Complications related to osteosarcoma treatment include:

• Secondary malignancy
  • A combination of the chemotherapy administered, diagnostic irradiation, and radiotherapy, in addition to possible underlying genetic cancer predispositions, all likely contribute to the risk of a secondary malignancy.
  • Secondary leukemias usually present in the first 10 years after osteosarcoma treatment, while secondary solid cancers are observed at any point.[81]
• Chemotherapy adverse effects
  • Cisplatin: Platinum-based chemotherapies can cause both acute nephrotoxicity and chronic kidney disease. A retrospective case study, which included 147 patients, reported that 36% had CKD2 or higher at long-term follow-up (mean 8.1 years).[82] Cisplatin can also cause hearing loss that starts with high frequencies in a dose-dependent fashion, with younger patients at higher risk.[81] Older patients, on the other hand, are more susceptible to the peripheral neurotoxicity of cisplatin, which does improve with time.[81]
  • High-dose methotrexate: Acutely, methotrexate can result in renal failure, which usually recovers.
  • Doxorubicin: Acute, subacute, or chronic doxorubicin-induced cardiotoxicity can occur. Chronic DOX-induced cardiotoxicity can include congestive heart failure, coronary artery disease, or valvular disease.[83] Life-long surveillance with an echocardiogram at least every 5 years is recommended.[81]
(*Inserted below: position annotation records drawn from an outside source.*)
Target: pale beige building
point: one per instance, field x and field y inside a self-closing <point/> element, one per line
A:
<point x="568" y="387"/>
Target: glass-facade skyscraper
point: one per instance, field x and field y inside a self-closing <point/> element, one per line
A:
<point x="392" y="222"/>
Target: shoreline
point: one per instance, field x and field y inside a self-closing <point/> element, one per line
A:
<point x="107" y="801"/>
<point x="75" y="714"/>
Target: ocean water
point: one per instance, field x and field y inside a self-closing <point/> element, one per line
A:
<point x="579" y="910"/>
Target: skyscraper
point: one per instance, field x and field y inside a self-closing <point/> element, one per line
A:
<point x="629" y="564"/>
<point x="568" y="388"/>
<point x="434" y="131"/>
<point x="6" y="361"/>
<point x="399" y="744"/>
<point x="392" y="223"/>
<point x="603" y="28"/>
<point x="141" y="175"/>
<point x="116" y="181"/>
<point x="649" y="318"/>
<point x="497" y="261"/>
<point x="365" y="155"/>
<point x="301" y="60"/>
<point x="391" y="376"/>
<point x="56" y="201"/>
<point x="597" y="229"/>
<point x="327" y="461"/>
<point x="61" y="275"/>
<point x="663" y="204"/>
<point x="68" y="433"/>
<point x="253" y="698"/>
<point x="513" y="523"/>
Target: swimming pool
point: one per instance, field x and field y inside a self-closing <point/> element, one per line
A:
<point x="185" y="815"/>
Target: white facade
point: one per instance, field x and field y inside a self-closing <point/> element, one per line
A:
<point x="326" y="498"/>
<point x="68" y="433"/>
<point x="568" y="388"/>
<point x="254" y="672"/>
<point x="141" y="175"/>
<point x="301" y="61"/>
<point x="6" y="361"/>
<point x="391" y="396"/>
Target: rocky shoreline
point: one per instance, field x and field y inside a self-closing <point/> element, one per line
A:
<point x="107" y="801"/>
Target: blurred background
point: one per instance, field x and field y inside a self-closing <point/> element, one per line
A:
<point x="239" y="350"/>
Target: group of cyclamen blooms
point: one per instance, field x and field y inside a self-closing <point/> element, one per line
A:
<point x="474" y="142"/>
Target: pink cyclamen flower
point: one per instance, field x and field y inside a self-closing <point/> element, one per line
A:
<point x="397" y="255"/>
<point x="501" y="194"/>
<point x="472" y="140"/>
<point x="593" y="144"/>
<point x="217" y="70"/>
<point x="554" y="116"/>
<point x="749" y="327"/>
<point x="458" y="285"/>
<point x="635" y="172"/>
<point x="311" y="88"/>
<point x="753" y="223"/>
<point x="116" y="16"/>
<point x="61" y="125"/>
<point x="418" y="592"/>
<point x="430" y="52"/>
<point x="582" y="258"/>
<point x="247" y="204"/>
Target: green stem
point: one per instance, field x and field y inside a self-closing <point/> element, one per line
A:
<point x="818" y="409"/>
  • Ifosfamide: Permanent renal tubular toxicity can result from ifosfamide, especially in younger children.[81]
• Radiation adverse effects
  • Radiation imparts superficial adverse effects, including skin dryness, itching, peeling, and, uncommonly, burns. Menstrual changes, erectile dysfunction, and infertility are all reported adverse events in cases of pelvic radiation. When the chest and abdomen are involved in radiation treatment, diarrhea, incontinence, rectal bleeding, nausea, vomiting, dry mouth, dysphagia, pneumonitis, and fibrosis are possible. Much like chemotherapy, a small risk of late development of a secondary malignancy is present.[84]
• Periprosthetic infection
  • Prostheses-related infections are a relatively frequent complication occurring in approximately 20% of limb salvage surgeries, most often due to lengthy surgery time, repeated surgery at the same site, and immunosuppression secondary to chemotherapy.[85]
  • First-line treatment of these periprosthetic infections typically involves several debridement procedures with local and systemic antibiotic therapy (systemic and local antibiotic cement beads).
  • If ineffective, the implant must be removed, and soft tissue debridement must be performed with the subsequent placement of a cement spacer impregnated with antibiotics. If the infection can be eradicated, a new prosthesis may be implanted. Ultimately, amputation may be necessary for some of these patients.[6]
• Implant failure
  • The most common reason for late reconstruction failure is the mechanical breakdown of the mega prosthesis.
  • Mechanical failure necessitates the replacement of the prosthetic. The tibia is the most frequent site of mechanical failure.[6]
• Fracture or nonunion of allograft or autograft 
  • Fracture or nonunion of allograft or autograft reconstruction is a relatively infrequent complication, but it does occur.
  • Chemotherapy, radiation, and extracorporeal treatment of autograft bone have been reported to increase the risk of these complications.
  • Refractory cases may necessitate metallic implant placement or amputation.[6]